On 2 June 2019, Baumjohann signed a two-year deal with local rivals Sydney FC. Baumjohann enjoyed one of the best periods of his career, becoming a regular starter with the Sky Blues as they finished as Champions in the 2019–20 A-League season and runner-up in the 2020-21 A-League season.

Two days after setting the opening goal of the 2021 A-League Grand Final, Baumjohann announced that he would be departing the club.

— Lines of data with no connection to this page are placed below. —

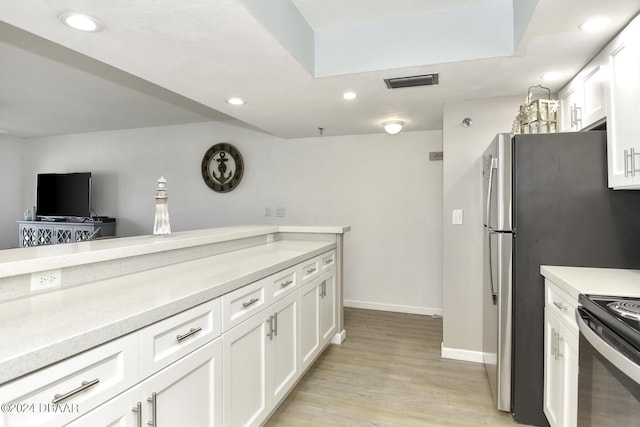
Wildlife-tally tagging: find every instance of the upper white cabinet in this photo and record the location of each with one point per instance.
(583, 100)
(623, 133)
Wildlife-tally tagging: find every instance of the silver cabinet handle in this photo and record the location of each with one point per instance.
(285, 284)
(275, 322)
(84, 386)
(250, 302)
(270, 333)
(560, 306)
(626, 163)
(559, 338)
(192, 331)
(138, 410)
(154, 409)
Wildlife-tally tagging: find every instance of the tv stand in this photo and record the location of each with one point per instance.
(37, 233)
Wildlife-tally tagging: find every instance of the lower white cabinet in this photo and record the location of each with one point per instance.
(186, 393)
(560, 360)
(261, 363)
(317, 316)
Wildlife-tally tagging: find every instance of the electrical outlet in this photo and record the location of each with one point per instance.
(49, 279)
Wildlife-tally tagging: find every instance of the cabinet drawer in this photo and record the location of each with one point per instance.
(327, 261)
(62, 392)
(166, 341)
(561, 303)
(243, 303)
(284, 282)
(310, 269)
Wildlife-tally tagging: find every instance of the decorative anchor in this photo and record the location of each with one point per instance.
(222, 168)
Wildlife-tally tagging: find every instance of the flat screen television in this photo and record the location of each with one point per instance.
(63, 195)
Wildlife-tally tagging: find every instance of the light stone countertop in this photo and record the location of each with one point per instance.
(48, 257)
(45, 328)
(597, 281)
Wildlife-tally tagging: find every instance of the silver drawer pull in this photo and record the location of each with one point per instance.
(138, 410)
(251, 301)
(285, 284)
(192, 331)
(154, 409)
(560, 306)
(85, 385)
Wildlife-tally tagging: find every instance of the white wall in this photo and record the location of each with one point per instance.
(384, 187)
(11, 206)
(462, 244)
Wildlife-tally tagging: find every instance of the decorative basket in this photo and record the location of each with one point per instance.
(537, 116)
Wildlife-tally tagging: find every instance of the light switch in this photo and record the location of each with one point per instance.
(457, 217)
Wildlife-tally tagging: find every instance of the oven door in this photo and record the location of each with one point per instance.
(609, 376)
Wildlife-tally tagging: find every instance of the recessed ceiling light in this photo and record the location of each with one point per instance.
(81, 22)
(594, 24)
(235, 101)
(551, 76)
(349, 95)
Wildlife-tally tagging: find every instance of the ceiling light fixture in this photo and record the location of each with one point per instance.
(235, 101)
(349, 96)
(551, 76)
(594, 24)
(81, 22)
(393, 126)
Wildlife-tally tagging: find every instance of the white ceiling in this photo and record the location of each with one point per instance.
(162, 62)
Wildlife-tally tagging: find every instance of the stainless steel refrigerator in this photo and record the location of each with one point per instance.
(546, 202)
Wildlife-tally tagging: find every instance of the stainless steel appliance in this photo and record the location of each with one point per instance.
(546, 202)
(609, 361)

Currently, he holds an executive role as the Head of Player Management for Sydney FC following his departure from professional football.

==Career statistics==

| Club performance |  | League |  |  | Cup |  | Continental |  | Other |  | Total |  |
| Club | Season | Division | Apps | Goals | Apps | Goals | Apps | Goals | Apps | Goals | Apps | Goals |
| Schalke 04 | 2005–06 | Bundesliga | 1 | 0 | 0 | 0 | 1 | 0 | 0 | 0 | 2 | 0 |
| 2006–07 | Bundesliga | 1 | 0 | 0 | 0 | 0 | 0 | 1 | 0 | 2 | 0 |
| Totals |  | 2 | 0 | 0 | 0 | 1 | 0 | 1 | 0 | 4 | 0 |
| Schalke 04 II | 2006–07 | Oberliga Westfalen | 13 | 4 | — |  | — |  | — |  | 13 | 4 |
| Borussia Mönchengladbach | 2006–07 | Bundesliga | 3 | 0 | 0 | 0 | — |  | — |  | 3 | 0 |
| 2007–08 | 2. Bundesliga | 1 | 0 | 0 | 0 | — |  | — |  | 1 | 0 |
| 2008–09 | Bundesliga | 28 | 3 | 2 | 0 | — |  | — |  | 30 | 3 |
| Totals |  | 32 | 3 | 2 | 0 | — |  | — |  | 34 | 3 |
| Borussia Mönchengladbach II | 2006–07 | Regionalliga Nord | 2 | 0 | — |  | — |  | — |  | 2 | 0 |
| 2007–08 | Oberliga Nordrhein | 4 | 1 | — |  | — |  | — |  | 4 | 1 |
| 2008–09 | Regionalliga West | 2 | 1 | — |  | — |  | — |  | 2 | 1 |
| Totals |  | 8 | 2 | — |  | — |  | — |  | 8 | 2 |
| Bayern Munich | 2009–10 | Bundesliga | 3 | 0 | 1 | 0 | 0 | 0 | — |  | 4 | 0 |
| Bayern Munich II | 2009–10 | 3. Liga | 3 | 0 | — |  | — |  | — |  | 3 | 0 |
| Schalke 04 | 2009–10 | Bundesliga | 11 | 0 | 2 | 0 | — |  | — |  | 13 | 0 |
| 2010–11 | Bundesliga | 9 | 0 | 0 | 0 | 4 | 0 | 0 | 0 | 13 | 0 |
| 2011–12 | Bundesliga | 8 | 0 | 2 | 0 | 6 | 0 | 1 | 0 | 17 | 0 |
| Totals |  | 28 | 0 | 4 | 0 | 10 | 0 | 1 | 0 | 43 | 0 |
| Schalke 04 II | 2010–11 | Regionalliga West | 4 | 0 | — |  | — |  | — |  | 4 | 0 |
| Kaiserslautern | 2012–13 | 2. Bundesliga | 25 | 5 | 1 | 0 | — |  | 2 | 1 | 28 | 6 |
| Hertha BSC | 2013–14 | Bundesliga | 9 | 0 | 1 | 0 | — |  | — |  | 10 | 0 |
| 2014–15 | Bundesliga | 0 | 0 | 1 | 0 | — |  | — |  | 1 | 0 |
| 2015–16 | Bundesliga | 24 | 1 | 3 | 0 | — |  | — |  | 27 | 1 |
| Totals |  | 33 | 1 | 5 | 0 | 0 | 0 | — |  | 38 | 1 |
| Hertha BSC II | 2013–14 | Regionalliga Nordost | 1 | 0 | — |  | — |  | — |  | 1 | 0 |
| 2016–17 | Regionalliga Nordost | 3 | 1 | — |  | — |  | — |  | 3 | 1 |
| Totals |  | 4 | 1 | — |  | — |  | — |  | 4 | 1 |
| Coritiba | 2017 | Brazilian Serie A | 2 | 0 | 0 | 0 | — |  | — |  | 2 | 0 |
| Vitória | 2018 | Brazilian Serie A | 3 | 0 | 1 | 0 | — |  | 7 | 1 | 11 | 1 |
| Western Sydney Wanderers | 2018–19 | A-League | 20 | 3 | 3 | 1 | — |  | — |  | 23 | 4 |
| Sydney FC | 2019–20 | A-League | 26 | 1 | 0 | 0 | 6 | 0 | — |  | 32 | 1 |
| 2020–21 | A-League | 27 | 1 | 0 | 0 | 0 | 0 | 0 | 0 | 27 | 1 |
| Total |  | 53 | 2 | 0 | 0 | 6 | 0 | 0 | 0 | 53 | 2 |
| Career totals |  |  | 233 | 21 | 17 | 1 | 17 | 0 | 11 | 2 | 278 | 24 |

==Honours==
===Club===
Schalke 04
- DFL-Ligapokal: 2005
- DFB-Pokal: 2010–11
- DFL-Supercup: 2011

Sydney FC
- A-League Championship: 2019–20
- A-League Premiership: 2019–20

==Personal life==
Baumjohann grew up in Waltrop, and attended the Gesamtschule Berger Feld.

In addition to his native German, Baumjohann can also speak Portuguese. Residing in Australia since his 2018 transfer, he now holds an Australian passport.

Baumjohann has a wife and two daughters.